Python app to crawl websites.
I decided to implement a producer/consumer model:
- The producer has a task queue where only new urls are queued.
- Consumers fetch a task consisting of an url, and replies with a list of its inner urls.
- The producer is constantly waiting on new replies, it does not wait for all consumers to be done.
- When it receives a reply it filters known urls and adds the new ones to the task queue.
- The producer signals for the termination of all consumers when there are no more urls to process.
This system has a mix of cpu and i/o, for parsing pages and fetching urls. While i/o bound systems tend to do ok with python "threads" (GIL), I decided to use processes for true parallelism.
For further optimizations one could profile the observed workload and task execution time and potentially batch tasks to reduce inter-process communication and the queue lock acquisition time. Note that for a highly scalable system you would likely need to reduce synchronization, e.g., by implement bloom filters to detect already visited pages.
This project was tested with Python 3.5.
To install the dependencies:
pip install tldextract # proper url suffix handling
pip install beautifulsoup4 # xml/html parsing
pip install robotexclusionrulesparser # Proper robot.txt support
The standard way to execute is to call:
python crawler.py -l <url>
By default the crawler will launch twice as many processes as your CPU count.

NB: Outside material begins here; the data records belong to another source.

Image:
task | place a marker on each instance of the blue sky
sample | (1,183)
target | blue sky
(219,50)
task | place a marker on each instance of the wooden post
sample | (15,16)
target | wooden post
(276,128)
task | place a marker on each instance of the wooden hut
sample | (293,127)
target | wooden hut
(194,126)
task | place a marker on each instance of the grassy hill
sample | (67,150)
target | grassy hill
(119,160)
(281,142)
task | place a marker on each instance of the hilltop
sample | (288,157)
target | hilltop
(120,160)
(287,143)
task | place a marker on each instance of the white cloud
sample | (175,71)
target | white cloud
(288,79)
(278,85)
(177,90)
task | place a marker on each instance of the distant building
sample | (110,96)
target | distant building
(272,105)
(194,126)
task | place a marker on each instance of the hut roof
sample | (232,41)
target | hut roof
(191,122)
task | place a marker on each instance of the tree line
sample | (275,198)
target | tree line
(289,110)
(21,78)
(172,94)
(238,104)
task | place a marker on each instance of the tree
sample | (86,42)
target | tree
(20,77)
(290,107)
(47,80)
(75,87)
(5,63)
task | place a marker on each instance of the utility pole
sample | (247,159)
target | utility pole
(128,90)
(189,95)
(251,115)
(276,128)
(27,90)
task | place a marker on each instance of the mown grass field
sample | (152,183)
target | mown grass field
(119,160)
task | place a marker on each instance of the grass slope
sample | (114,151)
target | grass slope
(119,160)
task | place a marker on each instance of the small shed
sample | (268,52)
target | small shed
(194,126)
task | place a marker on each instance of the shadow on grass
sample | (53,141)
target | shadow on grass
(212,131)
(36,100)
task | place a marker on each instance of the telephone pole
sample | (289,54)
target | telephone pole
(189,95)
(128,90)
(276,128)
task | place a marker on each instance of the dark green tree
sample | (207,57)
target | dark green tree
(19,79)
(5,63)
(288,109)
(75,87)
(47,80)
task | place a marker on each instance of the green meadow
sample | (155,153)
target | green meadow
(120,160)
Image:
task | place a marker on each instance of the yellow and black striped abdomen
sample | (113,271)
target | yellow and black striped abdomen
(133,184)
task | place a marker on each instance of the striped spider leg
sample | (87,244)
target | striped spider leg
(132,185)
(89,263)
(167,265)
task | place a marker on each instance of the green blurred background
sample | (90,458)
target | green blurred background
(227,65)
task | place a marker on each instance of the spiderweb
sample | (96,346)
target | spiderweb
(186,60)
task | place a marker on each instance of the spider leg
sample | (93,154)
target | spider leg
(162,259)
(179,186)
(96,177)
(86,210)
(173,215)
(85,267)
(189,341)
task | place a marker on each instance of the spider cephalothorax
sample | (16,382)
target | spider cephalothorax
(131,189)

If you want a different CPU count you can change it using the -w
option.
For limiting the crawl domain to the domain of the provided URL use the -l
option.
For further commands check the --help
option:
$ python3 crawler.py -h
usage: crawler.py [-h] [-w W] [-l] [-v] [-r] [-sd] [-s] url
Crawls webpages for URLs
positional arguments:
url URL to crawl
optional arguments:
-h, --help show this help message and exit.
-w W Number of processes (default: 2 * cpu_count()).
-l If set crawls only domain specific URLs.
-v Enable verbose.
-r Enable robots.txt url blocking and throttling. Superseedes -w.
and forces workers to 1.
-sd Single depth url crawl.
-s Silent. Superseedes -v and disables logging.
To execute with robots.txt
support use the -r
parameter. Note that for now this forces
single process processing to account for robots.txt
based throttling.
E.g., how to run with robots.txt
support:
python crawler.py <url> -r
Additionally, to allow only one depth of url crawling and print only the robot.txt
allowed new urls:
python crawler.py <url> -r -sd -s
This project includes a set of tests to validate potential URLs, check test_crawler.py
to get a feeling for the supported URL formats.
To run the tests:
python test_crawler.py